Quais são as células básicas presentes no sangue?

As
células analisadas pelo hemograma são as três principais presentes no sangue,
são elas:

Hemácias: glóbulos
vermelhos, responsáveis pelo transporte de oxigênio pelo organismo;

Leucócitos: glóbulos
brancos, responsáveis pelo sistema de defesa do organismo, auxiliam no combate
a infecções;

Plaquetas: fragmentos
de células que são produzidos na medula óssea, responsáveis pela coagulação do
sangue.


Como é feito o hemograma?

O exame
é feito em um hospital ou laboratório por um profissional da saúde,
incluindo técnicos de patologia clínica, biomédicos, farmacêuticos
bioquímicos e enfermeiros. Sua realização se assemelha a qualquer outro tipo de
exame de sangue.

Com o
paciente sentado, amarra-se um elástico (denominado garrote) em seu braço para
interromper o fluxo sanguíneo. Assim, as veias ficam mais largas e aparentes. O
profissional faz a assepsia (limpeza que elimina possíveis microrganismos) da
área do braço a ser perfurada e insere a agulha na veia do paciente.


Quando o hemograma deve ser feito?

Geralmente
o hemograma é pedido como um exame de rotina para verificar a saúde geral do
organismo.
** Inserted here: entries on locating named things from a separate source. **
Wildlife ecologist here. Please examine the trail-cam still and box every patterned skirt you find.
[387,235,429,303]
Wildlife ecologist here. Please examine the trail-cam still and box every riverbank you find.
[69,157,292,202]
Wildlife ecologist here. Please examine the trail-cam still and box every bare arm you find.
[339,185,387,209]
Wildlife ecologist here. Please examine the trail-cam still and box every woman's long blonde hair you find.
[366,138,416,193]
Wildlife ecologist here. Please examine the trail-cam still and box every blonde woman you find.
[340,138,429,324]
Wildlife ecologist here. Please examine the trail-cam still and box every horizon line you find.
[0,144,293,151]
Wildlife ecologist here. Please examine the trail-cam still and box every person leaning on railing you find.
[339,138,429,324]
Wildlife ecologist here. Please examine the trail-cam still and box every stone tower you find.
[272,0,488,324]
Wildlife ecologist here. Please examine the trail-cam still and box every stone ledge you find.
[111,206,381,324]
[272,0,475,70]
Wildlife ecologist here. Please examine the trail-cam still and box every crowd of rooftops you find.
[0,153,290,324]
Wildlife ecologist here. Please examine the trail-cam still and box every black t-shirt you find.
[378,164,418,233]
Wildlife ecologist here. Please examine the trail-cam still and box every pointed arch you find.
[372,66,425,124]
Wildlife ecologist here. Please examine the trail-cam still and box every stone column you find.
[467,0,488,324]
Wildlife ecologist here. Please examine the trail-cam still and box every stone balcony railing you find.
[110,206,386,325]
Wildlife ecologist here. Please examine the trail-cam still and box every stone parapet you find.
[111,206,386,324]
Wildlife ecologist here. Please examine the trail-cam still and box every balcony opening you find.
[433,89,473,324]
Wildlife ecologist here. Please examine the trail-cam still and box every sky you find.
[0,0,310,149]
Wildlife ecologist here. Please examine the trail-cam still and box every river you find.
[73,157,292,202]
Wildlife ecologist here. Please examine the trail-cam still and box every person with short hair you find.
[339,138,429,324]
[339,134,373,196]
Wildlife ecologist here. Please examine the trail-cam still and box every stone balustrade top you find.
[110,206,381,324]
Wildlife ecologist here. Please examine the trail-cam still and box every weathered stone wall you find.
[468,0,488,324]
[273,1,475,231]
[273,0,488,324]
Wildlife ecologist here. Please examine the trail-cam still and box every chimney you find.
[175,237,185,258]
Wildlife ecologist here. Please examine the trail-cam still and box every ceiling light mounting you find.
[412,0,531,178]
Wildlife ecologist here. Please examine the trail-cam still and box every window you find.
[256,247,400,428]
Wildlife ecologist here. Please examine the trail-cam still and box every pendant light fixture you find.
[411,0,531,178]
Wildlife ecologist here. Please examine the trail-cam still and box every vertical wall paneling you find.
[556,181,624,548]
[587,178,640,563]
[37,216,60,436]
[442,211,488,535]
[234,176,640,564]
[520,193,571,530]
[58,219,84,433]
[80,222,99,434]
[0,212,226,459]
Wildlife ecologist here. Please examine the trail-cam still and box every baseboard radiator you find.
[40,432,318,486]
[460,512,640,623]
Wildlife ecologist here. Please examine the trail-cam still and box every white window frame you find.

Entretanto, o médico também poderá solicitar o exame para
diagnosticar alguma condição, como asma, ou caso o paciente apresentar
alguns sintomas ou doenças, como:

Cansaço;

Fraqueza;

Sangramento
intenso da pele, nariz ou gengivas;

Manchas
roxas grandes ou em grande quantidade;

Infecções
ou inflamações;

Anemia;

Policitemia;

Doenças
do sangue.

Além
disso, o exame também pode ser feito para verificar se o corpo está reagindo
bem a um tratamento medicamentoso ou de radiação, se os valores de células
estão normais, antes de uma cirurgia, ou para analisar a quantidade de sangue
perdida em uma hemorragia.

Gestantes podem fazer o
hemograma
?

Não
existe qualquer contraindicação para esse exame, pois é feito somente com a
extração do sangue. Portanto, qualquer um pode fazê-lo, inclusive gestantes.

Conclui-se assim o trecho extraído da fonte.